Handley Library was built as part of the last will and testament of Judge John Handley, though construction would not begin until 1908. Designed by John Barney and Henry Chapman at a final cost of $233,230, the library opened its doors in 1913. It was added to the National Register of Historic Places in 1969 and is considered a contributing property of the Winchester Historical District. Due to the Beaux-Arts design of the building, it contrasts heavily against the 19th century style of the other buildings in the district.
Backstory and Context
At the time of its construction, the library's fireproofing and facilities were considered very advanced for the time. It is also unique in that the building was designed to look like an open book from the air, with the dome serving as the spine of the book. The first floor of the building contains the entrance hall, offices, and reading rooms. Beyond the entrance hall, the stacks are made up of five floors, with glass ceilings to allow light to filter down to each floor.

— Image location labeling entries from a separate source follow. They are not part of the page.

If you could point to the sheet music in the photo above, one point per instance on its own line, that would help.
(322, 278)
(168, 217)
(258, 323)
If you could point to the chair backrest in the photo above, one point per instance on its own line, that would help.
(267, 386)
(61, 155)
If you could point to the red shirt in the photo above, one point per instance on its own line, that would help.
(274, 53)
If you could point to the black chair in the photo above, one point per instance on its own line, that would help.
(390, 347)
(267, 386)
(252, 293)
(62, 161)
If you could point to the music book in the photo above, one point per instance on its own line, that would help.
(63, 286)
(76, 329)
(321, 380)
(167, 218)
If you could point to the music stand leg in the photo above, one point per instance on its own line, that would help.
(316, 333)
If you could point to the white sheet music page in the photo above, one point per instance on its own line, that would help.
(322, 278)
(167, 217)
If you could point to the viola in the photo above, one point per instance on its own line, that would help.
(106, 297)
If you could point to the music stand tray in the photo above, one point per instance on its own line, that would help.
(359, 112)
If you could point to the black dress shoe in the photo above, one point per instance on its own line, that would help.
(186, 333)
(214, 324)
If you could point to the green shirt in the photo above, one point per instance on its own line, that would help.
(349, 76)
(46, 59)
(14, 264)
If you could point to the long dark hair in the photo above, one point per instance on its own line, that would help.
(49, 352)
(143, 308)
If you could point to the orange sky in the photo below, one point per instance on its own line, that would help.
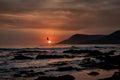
(29, 22)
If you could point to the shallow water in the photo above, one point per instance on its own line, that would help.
(9, 67)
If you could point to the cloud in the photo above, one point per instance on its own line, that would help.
(72, 15)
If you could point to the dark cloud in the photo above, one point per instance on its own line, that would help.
(60, 14)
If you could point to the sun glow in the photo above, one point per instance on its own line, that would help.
(49, 42)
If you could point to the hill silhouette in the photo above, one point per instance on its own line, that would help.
(113, 38)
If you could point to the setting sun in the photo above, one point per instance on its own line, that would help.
(49, 42)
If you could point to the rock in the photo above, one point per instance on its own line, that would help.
(28, 51)
(53, 56)
(58, 64)
(29, 73)
(21, 57)
(93, 73)
(65, 77)
(116, 76)
(67, 68)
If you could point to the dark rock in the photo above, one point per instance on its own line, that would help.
(53, 56)
(93, 73)
(21, 57)
(67, 68)
(28, 73)
(116, 76)
(58, 64)
(65, 77)
(28, 51)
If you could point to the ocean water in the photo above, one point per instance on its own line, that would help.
(10, 67)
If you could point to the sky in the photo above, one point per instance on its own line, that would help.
(27, 23)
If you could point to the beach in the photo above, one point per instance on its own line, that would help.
(78, 62)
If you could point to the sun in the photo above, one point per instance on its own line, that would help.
(49, 42)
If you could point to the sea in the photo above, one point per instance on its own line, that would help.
(16, 69)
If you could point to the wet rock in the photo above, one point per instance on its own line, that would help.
(58, 64)
(93, 73)
(53, 56)
(67, 68)
(65, 77)
(28, 73)
(28, 51)
(21, 57)
(116, 76)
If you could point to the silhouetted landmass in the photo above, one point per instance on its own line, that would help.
(113, 38)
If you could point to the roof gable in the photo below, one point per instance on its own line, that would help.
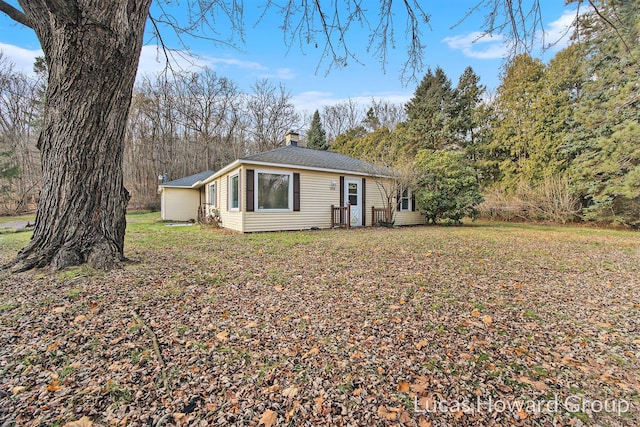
(303, 157)
(189, 181)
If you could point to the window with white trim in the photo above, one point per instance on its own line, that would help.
(213, 194)
(273, 191)
(234, 192)
(405, 200)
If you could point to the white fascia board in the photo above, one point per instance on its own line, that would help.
(287, 166)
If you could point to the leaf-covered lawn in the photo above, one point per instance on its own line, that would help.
(427, 326)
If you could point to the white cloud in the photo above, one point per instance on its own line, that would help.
(478, 45)
(314, 100)
(557, 34)
(21, 58)
(281, 74)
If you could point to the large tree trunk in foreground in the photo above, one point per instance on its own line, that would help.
(92, 50)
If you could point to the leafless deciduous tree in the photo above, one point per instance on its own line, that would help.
(270, 111)
(19, 126)
(92, 50)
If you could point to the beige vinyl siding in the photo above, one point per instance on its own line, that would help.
(180, 204)
(377, 197)
(409, 218)
(230, 219)
(316, 198)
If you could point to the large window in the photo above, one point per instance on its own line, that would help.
(274, 191)
(405, 200)
(213, 194)
(234, 192)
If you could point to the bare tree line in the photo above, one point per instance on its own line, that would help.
(178, 126)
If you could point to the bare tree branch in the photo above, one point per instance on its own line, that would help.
(15, 14)
(610, 24)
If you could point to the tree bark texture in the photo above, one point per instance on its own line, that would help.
(92, 50)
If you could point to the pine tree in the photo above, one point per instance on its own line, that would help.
(606, 142)
(430, 112)
(316, 136)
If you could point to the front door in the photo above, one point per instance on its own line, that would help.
(353, 195)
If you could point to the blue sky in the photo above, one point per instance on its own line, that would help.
(265, 55)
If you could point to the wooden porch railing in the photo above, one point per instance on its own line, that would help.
(207, 214)
(341, 216)
(380, 216)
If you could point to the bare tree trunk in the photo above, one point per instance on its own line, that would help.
(92, 51)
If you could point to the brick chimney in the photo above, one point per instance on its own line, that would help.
(291, 138)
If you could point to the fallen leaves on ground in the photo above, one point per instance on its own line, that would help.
(331, 328)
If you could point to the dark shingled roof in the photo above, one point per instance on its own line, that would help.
(310, 158)
(188, 181)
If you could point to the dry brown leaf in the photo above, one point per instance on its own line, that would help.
(53, 345)
(18, 389)
(386, 414)
(290, 391)
(268, 418)
(421, 344)
(403, 387)
(54, 386)
(82, 422)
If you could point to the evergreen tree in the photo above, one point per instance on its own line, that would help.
(469, 120)
(447, 187)
(371, 121)
(516, 115)
(606, 143)
(430, 112)
(316, 136)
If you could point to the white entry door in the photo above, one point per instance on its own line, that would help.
(353, 195)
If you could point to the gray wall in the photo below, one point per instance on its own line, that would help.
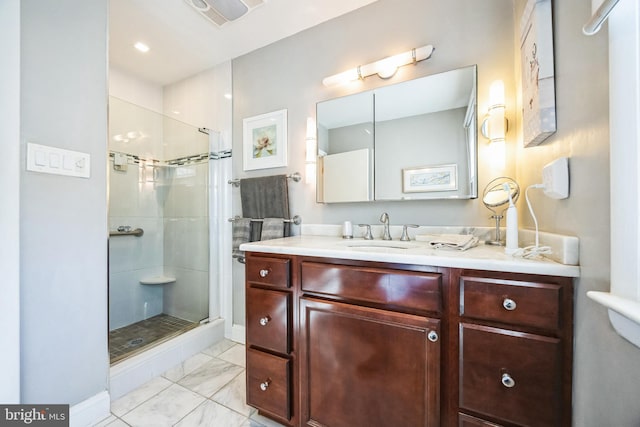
(63, 258)
(288, 75)
(10, 201)
(606, 367)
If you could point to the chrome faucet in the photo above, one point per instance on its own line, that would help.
(384, 219)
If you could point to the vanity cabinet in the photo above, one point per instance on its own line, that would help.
(269, 340)
(515, 349)
(370, 346)
(334, 343)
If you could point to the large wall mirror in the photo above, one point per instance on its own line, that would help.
(414, 140)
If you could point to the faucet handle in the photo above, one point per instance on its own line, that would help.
(367, 233)
(405, 235)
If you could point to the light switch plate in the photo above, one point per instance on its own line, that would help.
(555, 177)
(57, 161)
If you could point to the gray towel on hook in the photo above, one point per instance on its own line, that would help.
(272, 228)
(241, 234)
(265, 197)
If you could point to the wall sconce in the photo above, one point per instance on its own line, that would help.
(495, 125)
(385, 68)
(311, 151)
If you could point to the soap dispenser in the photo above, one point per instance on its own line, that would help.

Situated at the intersection of North Braddock Street and West Picadilly Street, the Handley Regional Library dominates the heavily traveled intersection with both its size and unique style as compared to the neighboring structures. The building is still owned and maintained by the Handley Board of Trustees and was added to the National Register of Historic Places in 1969. A full restoration was performed in 1999 as part of a preservation effort, which earned the architect, Dennis Kowel, the Lucille Lozier Award, presented by Preservation of Winchester, Inc.